Cluster Restart After Disaster

Hi,

I have deployed CockroachDB by using Kuberenetes Operator method. Suddenly, have hardware problem which make all CockroachDB pod terminating and lost, except one pod. This one pod (cockroachdb-0) is running but not serving since it is the only one. The PVCs are still bound even cockroachdb-1 and cockroachdb-2 are lost. How to restart the cluster for making these lost pods running again? I have tried to do rolling restart of Statefulset, but both pods are not coming.

Best regards.

Hi Lazuardi, have you had any success reconnecting to the lost pods?

Hi Lauren,

I have no success on that.
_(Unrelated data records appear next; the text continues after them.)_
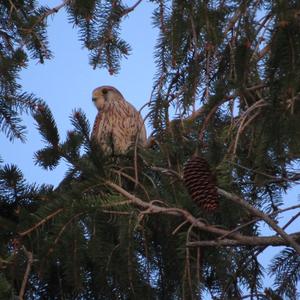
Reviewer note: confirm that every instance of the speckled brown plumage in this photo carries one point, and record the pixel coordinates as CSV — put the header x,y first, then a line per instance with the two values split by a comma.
x,y
117,123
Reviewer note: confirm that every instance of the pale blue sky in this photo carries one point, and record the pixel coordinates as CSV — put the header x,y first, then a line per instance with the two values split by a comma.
x,y
66,82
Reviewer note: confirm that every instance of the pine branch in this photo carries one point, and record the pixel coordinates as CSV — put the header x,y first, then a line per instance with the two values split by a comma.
x,y
290,241
236,238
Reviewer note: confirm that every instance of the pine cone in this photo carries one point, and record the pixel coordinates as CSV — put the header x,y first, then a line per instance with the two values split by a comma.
x,y
200,183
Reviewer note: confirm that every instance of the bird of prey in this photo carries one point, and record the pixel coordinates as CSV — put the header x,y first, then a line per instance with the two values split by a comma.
x,y
118,125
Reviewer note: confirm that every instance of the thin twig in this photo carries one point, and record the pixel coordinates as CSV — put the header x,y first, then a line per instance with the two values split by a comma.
x,y
29,256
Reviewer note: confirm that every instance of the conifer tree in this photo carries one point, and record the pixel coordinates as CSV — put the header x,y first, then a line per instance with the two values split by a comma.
x,y
126,227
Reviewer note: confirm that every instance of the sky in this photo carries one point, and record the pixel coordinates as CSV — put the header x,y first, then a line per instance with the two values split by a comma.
x,y
66,83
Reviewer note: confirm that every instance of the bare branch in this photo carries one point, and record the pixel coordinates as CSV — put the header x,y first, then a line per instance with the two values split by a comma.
x,y
236,238
262,216
27,272
256,241
40,223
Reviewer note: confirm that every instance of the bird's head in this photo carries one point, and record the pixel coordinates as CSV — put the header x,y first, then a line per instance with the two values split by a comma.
x,y
105,95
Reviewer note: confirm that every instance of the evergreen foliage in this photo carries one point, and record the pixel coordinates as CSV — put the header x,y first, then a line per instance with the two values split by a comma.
x,y
125,227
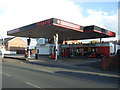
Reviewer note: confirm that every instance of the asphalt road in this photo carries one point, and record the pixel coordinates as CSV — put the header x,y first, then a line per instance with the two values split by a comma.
x,y
18,74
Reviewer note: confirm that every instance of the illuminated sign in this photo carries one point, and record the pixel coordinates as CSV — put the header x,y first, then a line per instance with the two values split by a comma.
x,y
46,22
110,33
67,24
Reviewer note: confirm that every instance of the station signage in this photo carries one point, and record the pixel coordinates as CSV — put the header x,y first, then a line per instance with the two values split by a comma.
x,y
67,24
46,22
110,33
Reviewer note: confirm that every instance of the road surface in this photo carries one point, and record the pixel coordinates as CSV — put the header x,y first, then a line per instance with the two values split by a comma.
x,y
19,74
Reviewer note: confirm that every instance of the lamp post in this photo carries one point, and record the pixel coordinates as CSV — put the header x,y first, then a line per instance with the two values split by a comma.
x,y
2,47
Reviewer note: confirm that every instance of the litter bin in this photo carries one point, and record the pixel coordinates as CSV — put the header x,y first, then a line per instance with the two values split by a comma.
x,y
36,56
105,63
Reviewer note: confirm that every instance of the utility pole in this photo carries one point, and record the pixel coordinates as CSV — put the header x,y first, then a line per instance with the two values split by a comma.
x,y
3,49
56,47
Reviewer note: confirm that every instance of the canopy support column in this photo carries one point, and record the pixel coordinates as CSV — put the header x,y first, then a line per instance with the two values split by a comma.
x,y
28,41
56,46
100,40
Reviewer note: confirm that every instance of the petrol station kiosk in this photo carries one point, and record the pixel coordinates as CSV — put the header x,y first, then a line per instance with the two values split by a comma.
x,y
55,31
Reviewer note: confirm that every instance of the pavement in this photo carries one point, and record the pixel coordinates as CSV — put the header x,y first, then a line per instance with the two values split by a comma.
x,y
81,64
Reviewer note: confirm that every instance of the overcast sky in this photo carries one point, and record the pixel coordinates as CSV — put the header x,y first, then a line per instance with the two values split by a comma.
x,y
17,13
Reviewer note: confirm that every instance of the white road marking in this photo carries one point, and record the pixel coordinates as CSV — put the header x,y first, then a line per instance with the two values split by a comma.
x,y
46,70
5,74
32,85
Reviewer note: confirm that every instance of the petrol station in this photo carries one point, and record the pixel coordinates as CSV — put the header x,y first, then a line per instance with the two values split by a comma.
x,y
57,31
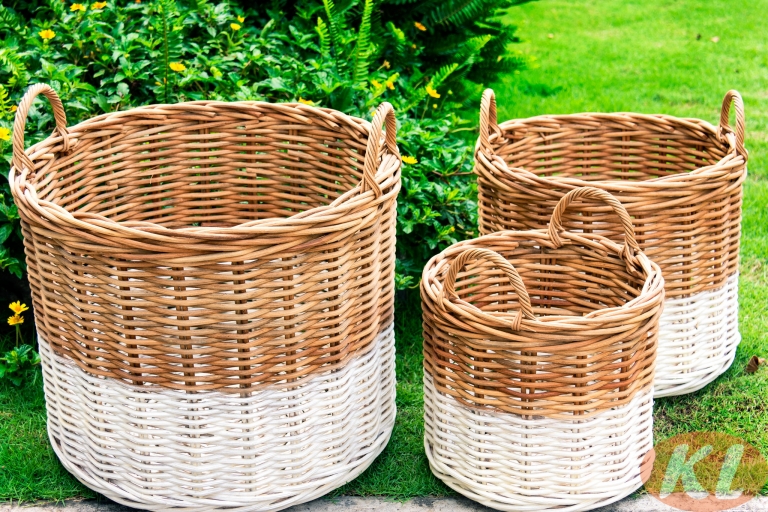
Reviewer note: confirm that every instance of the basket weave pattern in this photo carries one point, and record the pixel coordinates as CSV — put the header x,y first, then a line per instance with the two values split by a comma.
x,y
679,179
539,352
213,285
213,451
210,245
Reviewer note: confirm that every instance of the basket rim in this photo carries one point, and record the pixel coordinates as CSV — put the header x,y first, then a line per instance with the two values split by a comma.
x,y
707,172
433,280
328,216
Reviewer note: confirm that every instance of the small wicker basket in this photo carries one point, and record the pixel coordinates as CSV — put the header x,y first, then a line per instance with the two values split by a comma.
x,y
213,288
539,351
681,182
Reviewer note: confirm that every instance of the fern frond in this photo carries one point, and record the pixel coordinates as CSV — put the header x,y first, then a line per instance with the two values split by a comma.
x,y
443,74
333,27
398,38
363,48
325,37
5,108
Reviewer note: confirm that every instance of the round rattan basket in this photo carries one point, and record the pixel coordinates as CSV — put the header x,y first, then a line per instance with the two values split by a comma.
x,y
681,182
539,351
213,288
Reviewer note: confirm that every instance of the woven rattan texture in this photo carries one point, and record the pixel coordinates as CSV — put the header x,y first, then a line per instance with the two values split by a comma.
x,y
158,449
680,179
542,323
210,245
519,464
698,338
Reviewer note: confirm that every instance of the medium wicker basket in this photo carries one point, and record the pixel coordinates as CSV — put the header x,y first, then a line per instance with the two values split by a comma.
x,y
680,180
539,351
213,288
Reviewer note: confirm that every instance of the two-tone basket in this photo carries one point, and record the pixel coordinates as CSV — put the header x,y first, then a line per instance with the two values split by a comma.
x,y
681,182
213,288
539,351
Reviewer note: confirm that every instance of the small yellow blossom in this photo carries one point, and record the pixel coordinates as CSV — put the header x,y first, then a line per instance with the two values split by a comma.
x,y
17,307
432,92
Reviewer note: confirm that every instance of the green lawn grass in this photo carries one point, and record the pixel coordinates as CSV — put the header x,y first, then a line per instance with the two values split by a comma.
x,y
612,55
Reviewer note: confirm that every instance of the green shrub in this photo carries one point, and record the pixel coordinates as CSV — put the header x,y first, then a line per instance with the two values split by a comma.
x,y
350,56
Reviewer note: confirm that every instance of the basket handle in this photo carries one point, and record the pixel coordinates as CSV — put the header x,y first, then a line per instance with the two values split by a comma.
x,y
20,158
725,113
449,285
488,119
556,223
384,114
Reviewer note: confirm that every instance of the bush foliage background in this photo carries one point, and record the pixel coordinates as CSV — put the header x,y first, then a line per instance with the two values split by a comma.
x,y
428,58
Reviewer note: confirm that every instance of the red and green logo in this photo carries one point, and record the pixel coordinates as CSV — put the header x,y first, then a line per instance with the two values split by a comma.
x,y
704,472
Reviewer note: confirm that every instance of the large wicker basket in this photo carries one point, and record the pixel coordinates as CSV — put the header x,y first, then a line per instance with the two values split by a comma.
x,y
213,289
679,179
539,350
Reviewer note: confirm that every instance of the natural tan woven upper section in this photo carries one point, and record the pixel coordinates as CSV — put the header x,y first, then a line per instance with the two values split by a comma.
x,y
679,179
210,245
543,323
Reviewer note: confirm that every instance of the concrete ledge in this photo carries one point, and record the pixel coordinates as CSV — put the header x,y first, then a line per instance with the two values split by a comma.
x,y
355,504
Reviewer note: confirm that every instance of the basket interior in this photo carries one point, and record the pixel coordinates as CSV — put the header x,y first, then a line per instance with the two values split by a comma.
x,y
569,281
230,166
604,147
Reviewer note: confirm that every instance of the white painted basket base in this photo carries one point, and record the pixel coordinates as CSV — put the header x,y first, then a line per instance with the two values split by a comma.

Fortunately, the full backup schedule has been finished few hours before the disaster, so I did full restore from that.

Anyone has success on reappearing the missing pods?

Best regards.

Hi Lazuardi,

I got some information from team, and unfortunately there isn’t a way to get the lost pods running again.

If quorum is lost and the drives are lost, a restore from backup is needed. If you lose 2/3rds of a CockroachDB cluster however you install it, it’s unrecoverable.

It sounds like you did successfully restore from a backup to a new cluster?

Hi Lauren,

Yes, I can restore the last backup. But it takes time and I think it is better if we can do bootstraping like MySQL Galera.

Best regards.